What does i & -i compute?

It isolates the lowest set bit of i — the value 2^k where k is the position of the rightmost 1 in the binary representation of i. For i = 12 (binary 1100), the lowest set bit is 4. This single trick is what makes the Fenwick tree's update and query loops walk O(log n) ancestors instead of O(n).

Can a Fenwick tree do range updates?

Yes, with two BITs storing the difference array. One BIT tracks the running delta and another tracks the i·delta correction term, so a range update is O(log n) and a prefix-sum query is also O(log n). For range update + range query you need both — see the BIT2 trick.

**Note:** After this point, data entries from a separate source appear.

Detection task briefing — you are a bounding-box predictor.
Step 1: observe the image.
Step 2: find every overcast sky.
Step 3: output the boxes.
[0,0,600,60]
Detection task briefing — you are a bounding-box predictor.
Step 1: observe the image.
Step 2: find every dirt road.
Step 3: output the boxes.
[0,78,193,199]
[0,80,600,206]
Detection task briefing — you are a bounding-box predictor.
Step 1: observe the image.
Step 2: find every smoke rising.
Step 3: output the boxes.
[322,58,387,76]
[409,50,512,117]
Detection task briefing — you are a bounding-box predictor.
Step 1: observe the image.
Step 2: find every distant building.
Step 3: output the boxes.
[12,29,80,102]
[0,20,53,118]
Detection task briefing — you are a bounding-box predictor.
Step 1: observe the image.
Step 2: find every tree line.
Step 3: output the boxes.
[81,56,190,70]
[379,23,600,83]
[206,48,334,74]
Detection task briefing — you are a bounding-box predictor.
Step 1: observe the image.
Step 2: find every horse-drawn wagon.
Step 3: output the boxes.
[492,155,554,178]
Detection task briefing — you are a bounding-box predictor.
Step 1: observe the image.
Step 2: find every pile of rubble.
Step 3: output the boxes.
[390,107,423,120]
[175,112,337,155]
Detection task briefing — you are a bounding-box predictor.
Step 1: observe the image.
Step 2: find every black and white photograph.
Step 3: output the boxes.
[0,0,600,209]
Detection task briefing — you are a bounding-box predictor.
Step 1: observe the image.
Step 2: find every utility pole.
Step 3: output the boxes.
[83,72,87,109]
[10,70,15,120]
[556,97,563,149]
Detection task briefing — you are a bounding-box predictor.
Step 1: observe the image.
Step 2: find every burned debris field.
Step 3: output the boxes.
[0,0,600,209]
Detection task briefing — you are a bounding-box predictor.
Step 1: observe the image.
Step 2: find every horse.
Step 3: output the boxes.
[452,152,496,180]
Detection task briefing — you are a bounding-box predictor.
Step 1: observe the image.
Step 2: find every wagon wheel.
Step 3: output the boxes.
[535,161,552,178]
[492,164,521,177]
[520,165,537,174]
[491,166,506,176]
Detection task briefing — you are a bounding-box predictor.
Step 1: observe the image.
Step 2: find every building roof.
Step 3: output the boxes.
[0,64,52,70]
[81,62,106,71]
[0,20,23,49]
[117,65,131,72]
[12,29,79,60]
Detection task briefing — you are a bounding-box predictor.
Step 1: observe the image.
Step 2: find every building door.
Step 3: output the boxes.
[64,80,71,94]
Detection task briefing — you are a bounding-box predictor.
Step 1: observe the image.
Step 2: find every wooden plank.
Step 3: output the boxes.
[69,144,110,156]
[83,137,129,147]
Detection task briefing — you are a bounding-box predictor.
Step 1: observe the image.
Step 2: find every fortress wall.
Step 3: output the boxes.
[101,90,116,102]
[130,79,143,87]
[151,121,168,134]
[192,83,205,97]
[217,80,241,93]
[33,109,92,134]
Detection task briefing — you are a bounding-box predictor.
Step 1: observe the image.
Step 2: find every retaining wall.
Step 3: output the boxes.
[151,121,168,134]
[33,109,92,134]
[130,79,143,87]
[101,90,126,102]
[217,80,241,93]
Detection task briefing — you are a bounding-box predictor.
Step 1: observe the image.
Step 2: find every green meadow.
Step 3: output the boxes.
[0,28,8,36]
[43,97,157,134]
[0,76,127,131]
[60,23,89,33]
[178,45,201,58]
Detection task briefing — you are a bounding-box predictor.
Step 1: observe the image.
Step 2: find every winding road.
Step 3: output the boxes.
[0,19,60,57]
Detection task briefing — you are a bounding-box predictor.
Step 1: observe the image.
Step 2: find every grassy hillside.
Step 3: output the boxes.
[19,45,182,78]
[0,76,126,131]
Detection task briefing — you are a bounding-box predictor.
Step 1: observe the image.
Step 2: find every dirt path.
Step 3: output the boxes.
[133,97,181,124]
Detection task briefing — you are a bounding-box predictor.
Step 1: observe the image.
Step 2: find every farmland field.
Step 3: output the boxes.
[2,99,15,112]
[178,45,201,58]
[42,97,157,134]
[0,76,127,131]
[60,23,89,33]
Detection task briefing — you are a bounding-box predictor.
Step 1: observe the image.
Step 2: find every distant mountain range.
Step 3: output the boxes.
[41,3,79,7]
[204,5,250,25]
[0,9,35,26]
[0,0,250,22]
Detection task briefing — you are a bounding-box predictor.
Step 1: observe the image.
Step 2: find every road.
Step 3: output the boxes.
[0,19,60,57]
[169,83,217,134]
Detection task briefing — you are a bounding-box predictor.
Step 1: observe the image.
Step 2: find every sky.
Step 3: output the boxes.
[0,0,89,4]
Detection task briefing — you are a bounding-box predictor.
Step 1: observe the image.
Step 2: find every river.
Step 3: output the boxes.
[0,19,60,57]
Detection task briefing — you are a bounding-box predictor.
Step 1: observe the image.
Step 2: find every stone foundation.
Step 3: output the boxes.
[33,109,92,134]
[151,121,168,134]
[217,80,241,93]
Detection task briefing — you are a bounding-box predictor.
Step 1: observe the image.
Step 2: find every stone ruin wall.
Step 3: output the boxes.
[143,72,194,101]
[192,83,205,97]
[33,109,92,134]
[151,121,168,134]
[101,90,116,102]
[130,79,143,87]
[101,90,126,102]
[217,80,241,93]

Why is Fenwick tree popular in competitive programming?

Two reasons: roughly 12 lines of code (versus 40+ for a segment tree), and constant factors small enough that a 10^7-operation solution fits in a 1-second time limit. For point-update + prefix-sum problems specifically, no other structure matches its cycles-per-op.

How do you count inversions in O(n log n)?

Coordinate-compress the array values into 1..k, then walk left to right. For each element with compressed value v, query the prefix sum [1..v] to count earlier elements that are at most v, subtract from i to get earlier elements greater than v (those are inversions ending here), then add 1 to position v. Total: 2n BIT operations.